The reason? Candidates were listed in alphabetical order on the ballots that were used in their elections. Those at the top of the list tended to fare better with voters who possessed little or no knowledge about the candidates they were voting into office. The candidates who lost (might we call them alphabet-challenged?), tended to appear farther down the ballot.
Today, some (but apparently not all) Indiana counties use lotteries to determine where a candidate’s name will appear on a ballot. A review of the current Indiana General Assembly bears this out: there are 33 lawmakers whose last names begin with A, B, C or D and 67 members who are scattered through the rest of the alphabet. Possibly, it indicates that 33% of all Americans have last names that begin with A, B, C or D; or it could mean that not all Indiana counties are quite ready for reform.
This fact about past Indiana elections was recalled by last week’s release of a Brennan Center for Justice report that highlights ballot design flaws that can–and sometimes do–wreck a candidate’s prospects for winning an election. The report’s purpose was to point out that carelessly designed ballots have already resulted in hundreds of thousands of uncounted or improperty counted ballots. But the lesson from Indiana is that it isn’t always a matter of carelessness.
The report, entitled Better Ballots, highlights 13 design practices that can confuse voters and result in miscast or uncountable ballots. More cynically, the report might also be seen as an instruction manual that might be entitled How to Throw an Election.
The Brennan Center is no stranger to election reform controversy. The New York University School of Law-based advocacy organization lobbied strenuously for enactment of the 2002 Bipartisan Campaign Reform Act (also known as the McCain-Feingold law) using a bogus study of political television commercials. [For more information about the Brennan-funded study, see pages 639-696 in the opinion that was written by U.S. District Judge Colleen Kollar-Kotelly in McConnell vs. FEC.]
In a press release that announced its newest study, the Brennan Center claims that “design flaws resulted in hundreds of thousands of lost votes in recent elections, and the same error-causing designs still plague ballots across the country.”
The claim that “hundreds of thousands” of ballots were lost or miscounted in “recent elections” is especially troublesome. As the report points out, new voting systems have been installed since 2006 in several dozen counties having a total of 15.2 million registered voters which got their first use in this year’s presidential primary elections. Some counties with new voting equipment are in states (notably Ohio, Pennsylvania and Indiana) where Sen. Hillary Clinton scored late season victories over Barack Obama.
With less than 100 days left to the general election, the Brennan Center said there is sufficient time remaining for states and counties to make improvements in their ballot designs.
The report necessarily recalls the infamous “butterfly ballot” that led 2,000 confused voters in Palm Beach County, Fla., to cast their ballots for Pat Buchanan, and another 20,000 voters to invalidate their ballots by voting for two candidates, thus enabling George Bush to win Florida’s election by less than 600 votes and awarding him the last electoral college votes he needed to win the 2000 presidential election.
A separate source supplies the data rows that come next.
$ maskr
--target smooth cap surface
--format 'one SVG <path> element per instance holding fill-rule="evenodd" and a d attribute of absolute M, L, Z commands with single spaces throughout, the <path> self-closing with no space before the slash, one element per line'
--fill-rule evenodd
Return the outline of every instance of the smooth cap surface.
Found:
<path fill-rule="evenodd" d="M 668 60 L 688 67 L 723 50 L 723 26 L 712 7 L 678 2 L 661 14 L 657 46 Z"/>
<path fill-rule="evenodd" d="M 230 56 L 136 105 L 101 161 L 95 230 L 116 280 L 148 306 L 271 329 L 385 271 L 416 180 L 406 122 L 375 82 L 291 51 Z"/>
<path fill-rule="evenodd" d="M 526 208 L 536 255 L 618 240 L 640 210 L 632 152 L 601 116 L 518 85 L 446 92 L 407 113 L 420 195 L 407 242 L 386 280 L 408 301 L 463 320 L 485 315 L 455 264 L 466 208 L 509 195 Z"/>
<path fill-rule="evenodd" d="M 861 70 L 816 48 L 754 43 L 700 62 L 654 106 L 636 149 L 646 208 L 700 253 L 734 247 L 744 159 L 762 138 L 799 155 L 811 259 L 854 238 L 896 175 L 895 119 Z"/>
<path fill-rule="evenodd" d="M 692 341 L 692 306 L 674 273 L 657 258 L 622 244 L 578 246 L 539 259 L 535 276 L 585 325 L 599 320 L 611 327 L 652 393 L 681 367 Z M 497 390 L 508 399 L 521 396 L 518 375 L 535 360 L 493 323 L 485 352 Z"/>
The debacle led Congress to enact a multi-billion dollar program to replace outmoded election equipment with more modern devices.
“Ironically, eight years after the 2000 election and billions of dollars spent on new voting technology, the problems caused by poor ballot design have not been fully and effectively addressed on a national level,” the Brennan Center said in its report.
It added: “When it comes to ensuring that votes are accurately recorded and tallied, there is a respectable argument that poor ballot design and confusing instructions have resulted in far more lost votes than software glitches, programming errors, or machine breakdowns.”